The next two years - 1991 and 1992 - Capriati lost in the quarterfinals to Gabriela Sabatini.

Graf and Sabatini are retired, and the 16-player field this year was rocked with five injury withdrawals, including Wimbledon and U.S. Open champion Venus Williams, her sister Serena Williams and French Open winner Mary Pierce.

"For me, it makes it more challenging, more exciting," Capriati said. "But there are still many other great players, the hot players, I think."

Lindsay Davenport is the hottest of all after knocking off top-seeded Martina Hingis 7-6 (7), 6-4 today to win the Advanta Championships in Philadelphia. Davenport will be seeded second, behind Hingis, as she begins the defense of her Chase Championships title.

In their first-round matches in the dlrs 2 million tournament, Hingis will face Julie Halard-Decugis of France and Davenport will take on Elena Dementieva, one of two young Russians in the elite field.

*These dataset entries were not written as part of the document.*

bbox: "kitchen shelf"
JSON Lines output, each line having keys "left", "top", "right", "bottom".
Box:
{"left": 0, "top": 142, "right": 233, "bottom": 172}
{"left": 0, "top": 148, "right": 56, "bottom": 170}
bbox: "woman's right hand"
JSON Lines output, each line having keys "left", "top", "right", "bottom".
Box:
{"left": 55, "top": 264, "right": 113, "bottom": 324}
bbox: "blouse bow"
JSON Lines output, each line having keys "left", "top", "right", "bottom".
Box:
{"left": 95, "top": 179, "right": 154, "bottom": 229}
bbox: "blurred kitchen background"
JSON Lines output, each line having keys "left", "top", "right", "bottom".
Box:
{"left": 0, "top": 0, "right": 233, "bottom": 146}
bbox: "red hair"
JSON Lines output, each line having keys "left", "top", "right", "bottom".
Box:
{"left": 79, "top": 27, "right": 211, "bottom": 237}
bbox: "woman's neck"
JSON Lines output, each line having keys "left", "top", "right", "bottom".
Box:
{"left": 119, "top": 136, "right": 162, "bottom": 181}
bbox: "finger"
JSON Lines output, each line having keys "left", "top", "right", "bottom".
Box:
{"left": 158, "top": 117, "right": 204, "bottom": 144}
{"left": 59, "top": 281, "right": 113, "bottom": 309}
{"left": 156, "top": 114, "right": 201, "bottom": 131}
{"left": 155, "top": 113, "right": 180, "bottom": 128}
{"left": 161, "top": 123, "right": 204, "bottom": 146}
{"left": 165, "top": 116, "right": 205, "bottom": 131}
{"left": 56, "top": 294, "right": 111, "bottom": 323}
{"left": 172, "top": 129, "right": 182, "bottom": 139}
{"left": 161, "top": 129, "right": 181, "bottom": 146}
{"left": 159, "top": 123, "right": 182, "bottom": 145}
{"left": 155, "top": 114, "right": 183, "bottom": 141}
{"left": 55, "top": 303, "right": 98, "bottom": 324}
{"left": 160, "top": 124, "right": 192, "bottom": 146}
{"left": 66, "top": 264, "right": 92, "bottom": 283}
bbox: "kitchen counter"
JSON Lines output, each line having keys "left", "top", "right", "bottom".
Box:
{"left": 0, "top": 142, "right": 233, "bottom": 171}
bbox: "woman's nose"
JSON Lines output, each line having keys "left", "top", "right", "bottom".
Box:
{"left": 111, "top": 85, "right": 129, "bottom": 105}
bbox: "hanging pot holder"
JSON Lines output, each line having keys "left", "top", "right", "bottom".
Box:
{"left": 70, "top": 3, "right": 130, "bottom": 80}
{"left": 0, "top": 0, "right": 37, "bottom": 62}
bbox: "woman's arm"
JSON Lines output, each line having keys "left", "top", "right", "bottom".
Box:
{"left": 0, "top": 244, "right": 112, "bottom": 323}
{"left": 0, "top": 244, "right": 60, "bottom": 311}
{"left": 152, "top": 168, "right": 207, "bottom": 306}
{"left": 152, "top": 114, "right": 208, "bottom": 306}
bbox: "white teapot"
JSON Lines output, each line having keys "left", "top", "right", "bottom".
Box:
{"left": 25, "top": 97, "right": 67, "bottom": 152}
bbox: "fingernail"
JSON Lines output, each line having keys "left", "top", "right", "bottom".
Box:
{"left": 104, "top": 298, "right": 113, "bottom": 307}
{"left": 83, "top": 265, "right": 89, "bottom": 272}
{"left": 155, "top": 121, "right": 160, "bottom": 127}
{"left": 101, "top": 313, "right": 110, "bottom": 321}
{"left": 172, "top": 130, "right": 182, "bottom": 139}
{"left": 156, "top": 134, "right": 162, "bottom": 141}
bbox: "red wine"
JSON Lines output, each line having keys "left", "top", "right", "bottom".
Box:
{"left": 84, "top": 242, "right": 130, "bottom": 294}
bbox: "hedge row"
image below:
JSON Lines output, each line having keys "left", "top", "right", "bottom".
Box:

The weeklong tournament gets under way Monday night, when fourth-seeded Conchita Martinez of Spain plays Elena Likhovtseva of Russia, followed by another Spaniard, No. 5 Arantxa Sanchez-Vicario, against Kim Clijsters of Belgium.

Other first-round pairings pit No. 3 Monica Seles of the United States against Sandrine Testud of France, No. 6 Nathalie Tauziat of france against Amy Frazier of the United States, and another American, No. 8 Chanda Rubin, against Amanda Coetzer of South Africa.

The singles winner will collect $500,000, with $250,000 going to the losing finalist. First-round losers will pocket $30,000.

The tournament will also feature the top eight doubles teams.